Anyone who has ever used backups knows that you need to regularly check their integrity, test run the server in a staging environment, and make sure that restoring doesn’t take too long when needed. People who have never tried to restore from a backup should realize that it may not be useful at zero hour.

There is another problem: if the server on which they are stored is on the network, the ransomware will encrypt it as well, along with other computers on that network – which means that repair will be impossible.

Conclusion : Increase your chances of rolling back unwanted changes quickly by segmenting your network, creating sensible backups as well as performing a test restore.

Recovery means business downtime – and it costs money

For large companies where there are many different devices and the infrastructure is diversified, a quick recovery is rather unlikely. Even if the backup works properly and you manage to restore everything, it will take a long time to do so.

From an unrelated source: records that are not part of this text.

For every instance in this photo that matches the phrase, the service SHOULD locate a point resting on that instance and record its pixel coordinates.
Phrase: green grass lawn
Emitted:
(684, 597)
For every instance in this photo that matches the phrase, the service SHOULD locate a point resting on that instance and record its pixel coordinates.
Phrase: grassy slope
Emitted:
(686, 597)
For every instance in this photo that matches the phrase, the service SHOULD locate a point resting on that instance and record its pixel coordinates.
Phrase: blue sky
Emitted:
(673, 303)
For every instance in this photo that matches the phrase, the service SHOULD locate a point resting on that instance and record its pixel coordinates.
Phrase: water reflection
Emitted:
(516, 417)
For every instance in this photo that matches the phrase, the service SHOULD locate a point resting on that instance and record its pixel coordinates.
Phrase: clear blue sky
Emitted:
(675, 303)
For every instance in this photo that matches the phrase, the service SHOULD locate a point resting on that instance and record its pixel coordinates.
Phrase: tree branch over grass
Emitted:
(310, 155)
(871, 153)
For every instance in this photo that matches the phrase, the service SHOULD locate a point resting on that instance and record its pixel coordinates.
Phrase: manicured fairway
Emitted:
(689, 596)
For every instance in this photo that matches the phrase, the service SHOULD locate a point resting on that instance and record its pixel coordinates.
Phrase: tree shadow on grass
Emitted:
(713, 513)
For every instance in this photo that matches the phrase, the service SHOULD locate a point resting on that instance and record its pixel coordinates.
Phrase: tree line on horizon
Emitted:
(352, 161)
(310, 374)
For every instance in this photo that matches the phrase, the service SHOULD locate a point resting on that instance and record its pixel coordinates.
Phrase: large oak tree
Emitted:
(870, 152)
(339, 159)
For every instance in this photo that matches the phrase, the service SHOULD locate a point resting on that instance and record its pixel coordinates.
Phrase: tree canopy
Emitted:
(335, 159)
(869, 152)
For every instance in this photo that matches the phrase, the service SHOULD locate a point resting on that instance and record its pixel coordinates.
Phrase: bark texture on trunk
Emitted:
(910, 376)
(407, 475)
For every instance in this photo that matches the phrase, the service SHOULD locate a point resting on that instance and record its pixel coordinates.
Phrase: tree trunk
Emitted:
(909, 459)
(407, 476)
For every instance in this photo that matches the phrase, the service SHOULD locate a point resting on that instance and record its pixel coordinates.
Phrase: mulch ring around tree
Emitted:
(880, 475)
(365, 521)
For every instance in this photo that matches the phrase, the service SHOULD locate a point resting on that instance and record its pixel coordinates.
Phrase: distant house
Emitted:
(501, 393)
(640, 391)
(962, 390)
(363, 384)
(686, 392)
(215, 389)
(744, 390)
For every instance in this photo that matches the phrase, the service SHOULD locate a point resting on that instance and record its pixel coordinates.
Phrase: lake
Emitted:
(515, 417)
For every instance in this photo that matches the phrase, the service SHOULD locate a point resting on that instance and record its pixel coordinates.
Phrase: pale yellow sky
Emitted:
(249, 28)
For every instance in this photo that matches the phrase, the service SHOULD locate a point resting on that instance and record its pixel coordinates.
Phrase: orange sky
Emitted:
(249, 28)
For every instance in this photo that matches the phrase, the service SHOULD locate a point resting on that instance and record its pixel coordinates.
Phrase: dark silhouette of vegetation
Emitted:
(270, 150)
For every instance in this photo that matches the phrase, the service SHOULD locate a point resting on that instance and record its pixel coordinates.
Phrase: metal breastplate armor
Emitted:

During these weeks (yes, it will probably take weeks, not days), the business will be suspended. According to some, eliminating the effects of such an incident, and therefore the cost of business downtime, may cost less than fulfilling the demands and paying the ransom (we strongly advise against this ). Either way, downtime after a ransomware attack is inevitable; you can’t decrypt and recover all your systems and services just like that, even if the cyber criminals are nice enough to release the decryption tool. In the real world, cybercriminals aren’t nice , and even if they do, the decryption tool might not necessarily work as expected.

Conclusion : To avoid the downtime associated with ransomware attack, don’t get infected. Invest in adequate protection and raise employee awareness of cybersecurity issues.

Modern ransomware is worse than regular encryption programs

Ransomware gangs that typically target end-users are demanding around $ 300  in cryptocurrency for decryption . However, they are more likely to conclude that it is far more profitable for them to target companies that can pay – and are more likely to do so – in a much greater amount. Some cybercriminals are unscrupulous and even attack medical organizations: many hospitals have been attacked this year and a company in the coronavirus vaccine supply chain has recently suffered .

Today, ransomware not only encrypts , but stealthily lurks on the web and collects as much data as it can. This data is then analyzed and used to blackmail companies with their encryption or sharing (or both). Refusal to pay may also result in the publication of personal data of customers or the company’s trade secrets. And when a company loses its reputation, it may not get it back. In addition, such a leak may cause problems related to e.g. GDPR.

If a burglar decides to disclose company secrets or users' personal data, the backups will be useless here. Moreover, if you keep these copies in places that can be accessed relatively easily by an outsider (e.g. from the cloud), they may also provide information that can be used to blackmail you.

Conclusion : Backups are essential, but not enough on their own to protect a business from ransomware.

The three pillars of protection against ransomware

Since there is no gold standard against ransomware, our advice remains the same: backup is essential, but it must be done correctly with due care, and you should try to restore your data every now and then. It’s also worth knowing how often the company backs up its data and where it is stored. All affected employees also need to know the exact instructions on how to get up and running quickly.

Protection is also necessary – not only reactive, but also proactive, which will protect against threats trying to enter the corporate network. Equally important is training employees in the basics of cybersecurity, as well as regularly checking their knowledge.

In conclusion, your protection comes down to three aspects: backup, protection, awareness. They must be used together, because only then can you be sure that you are using the optimal ransomware protection strategy.